It took only 10 days of being absent to be invaded. That seems like such a short time for nature to crawl in and take over. But that’s all it took.
I opened the pantry door and was immediately struck by the smell, a musty funk that I’m certain wasn’t there when I left. I paused taking it in despite its ability to scrunch and contort my face all on its own. I lingered there trying to identify it. Then I noticed them. Small pellets scattered on the shelves and immediately identified the funk, as mouse excrement. By the looks of it, an army had invaded my pantry in the 10 days that I was gone on a fishing trip.
I closed the closet door quickly. An act that was, at best, a feeble attempt to simply make it “go away,” but it didn’t. I reopened the door pensively, paused, and decided to call in the big gun, my husband. A hunter angler who grew up on an 8000-acre ranch, he was better equipped to deal with this than me. He assessed the situation and immediately took actions to eradicate the problem. First a quick trip to Home Depot to purchase traps. Then, strategic placement of the traps, disguised as little peanut butter havens, throughout the pantry. My heart dropped. Mouse traps are rather raw and to the point. They look like mini torture devised that would be found in 16th century dungeons or used during the Inquisition. What about “catch and release” – for mice?
Later that evening preparing for bed I opened the cabinet under the sink in my bathroom. Mouse poop, and a lot of it! The invasion was deeper than I imagined. The kitchen pantry is an obvious. It’s filled with crackers, flour, cereal, snack bars (although the mice seemed to prefer the bags of straight sugar more than anything else – these mice were hard core). But bathrooms contain no food. This was serious. I now feared for my life and my home. Another call out to the big gun and additional traps were set.
Then, that night while reading in bed, I heard it. A distinct and lethal snap. The trap under the sink in the bathroom had gone off. I held my book, frozen and listened. Would there be a squeak, a wince, a cry? Nothing. I felt sad, heavy hearted and a tiny bit relieved. I tried to find satisfaction in the capture and go back to reading. Then moments later, a noise, a knocking and tapping coming from the same place. The mouse was still alive, in the trap, trying to escape. I panicked and woke my husband. “It’s still alive!” Groggy and bleary-eyed he responds, “You woke me for that? It’ll be dead by morning.” Oh God! I am now a victim of my own torture! I sat there for another 30 minutes, listening. I couldn’t bear to go look. I am terrified of mice. I am terrified by the thought of killing them. I am even more terrified by the thought of torturing them. How can I say I practice catch and release?

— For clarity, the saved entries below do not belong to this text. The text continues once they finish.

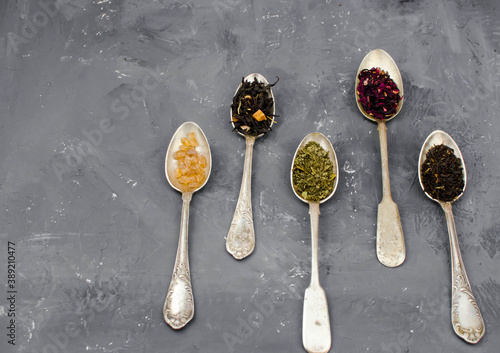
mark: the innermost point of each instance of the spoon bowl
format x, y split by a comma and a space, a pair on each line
466, 317
178, 308
251, 78
436, 138
391, 249
380, 58
203, 148
316, 332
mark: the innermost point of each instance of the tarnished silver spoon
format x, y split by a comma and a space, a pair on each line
391, 250
316, 333
178, 309
240, 241
466, 317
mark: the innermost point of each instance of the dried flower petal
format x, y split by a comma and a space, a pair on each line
377, 93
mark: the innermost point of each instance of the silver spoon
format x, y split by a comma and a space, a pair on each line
240, 240
178, 309
316, 333
466, 317
391, 250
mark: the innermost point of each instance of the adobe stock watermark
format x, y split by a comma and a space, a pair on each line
419, 323
94, 137
31, 26
246, 326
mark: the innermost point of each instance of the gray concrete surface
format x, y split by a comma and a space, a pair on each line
91, 93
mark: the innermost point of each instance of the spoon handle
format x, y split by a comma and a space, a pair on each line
241, 237
316, 333
391, 250
466, 317
178, 309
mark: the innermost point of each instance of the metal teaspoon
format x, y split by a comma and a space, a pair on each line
466, 317
316, 333
391, 250
240, 240
178, 309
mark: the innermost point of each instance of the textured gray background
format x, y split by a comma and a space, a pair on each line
96, 224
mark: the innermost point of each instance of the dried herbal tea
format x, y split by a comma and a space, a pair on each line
442, 173
312, 173
378, 94
252, 108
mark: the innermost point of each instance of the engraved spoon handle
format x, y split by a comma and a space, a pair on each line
466, 317
178, 309
316, 332
240, 240
391, 250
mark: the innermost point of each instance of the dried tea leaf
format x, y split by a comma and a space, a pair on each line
312, 172
442, 173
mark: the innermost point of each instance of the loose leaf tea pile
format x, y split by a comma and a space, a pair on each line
312, 173
442, 173
378, 94
252, 108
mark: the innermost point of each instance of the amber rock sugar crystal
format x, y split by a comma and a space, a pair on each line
190, 172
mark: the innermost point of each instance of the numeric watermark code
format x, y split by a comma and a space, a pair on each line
11, 292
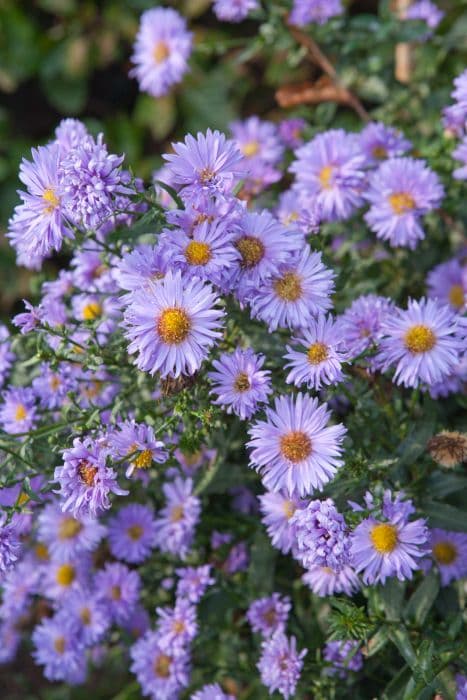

First thing when I open my eyes the next morning, I think of the mouse and remember the sounds. I rouse my husband and urge him to go look. In order to appease me, he does. What he finds is, nothing. No dead mouse. No live mouse, not even a trap. All have disappeared. I am in disbelief and simultaneously awe-struck. The shear will to live, to survive. Damn. That was one bad-ass mouse that I’m certain is dead, or will be shortly yet, will forever have my respect. My husband promptly replaces the missing trap with a new one.
Over coffee we discuss the concept of catch and release for fish and mice. I want to try a kinder, gentler mouse trap with a live release. He responds that unlike fish, mice carry disease. True. But if we could only set them free, their pestilence would not infer, cross our path, or put us at risk. Possibly. I’m left pondering the concept of catch and release, itself, a kind of torture, but one I practice routinely. Is it okay to catch and release a fish and not a mouse? Why do we practice this concept with some animals but not others? How do we determine what to release, what to keep and what to kill? All questions that I’ll continue to grapple with as I continue to take back my pantry, my bathroom, my home with my war against mice.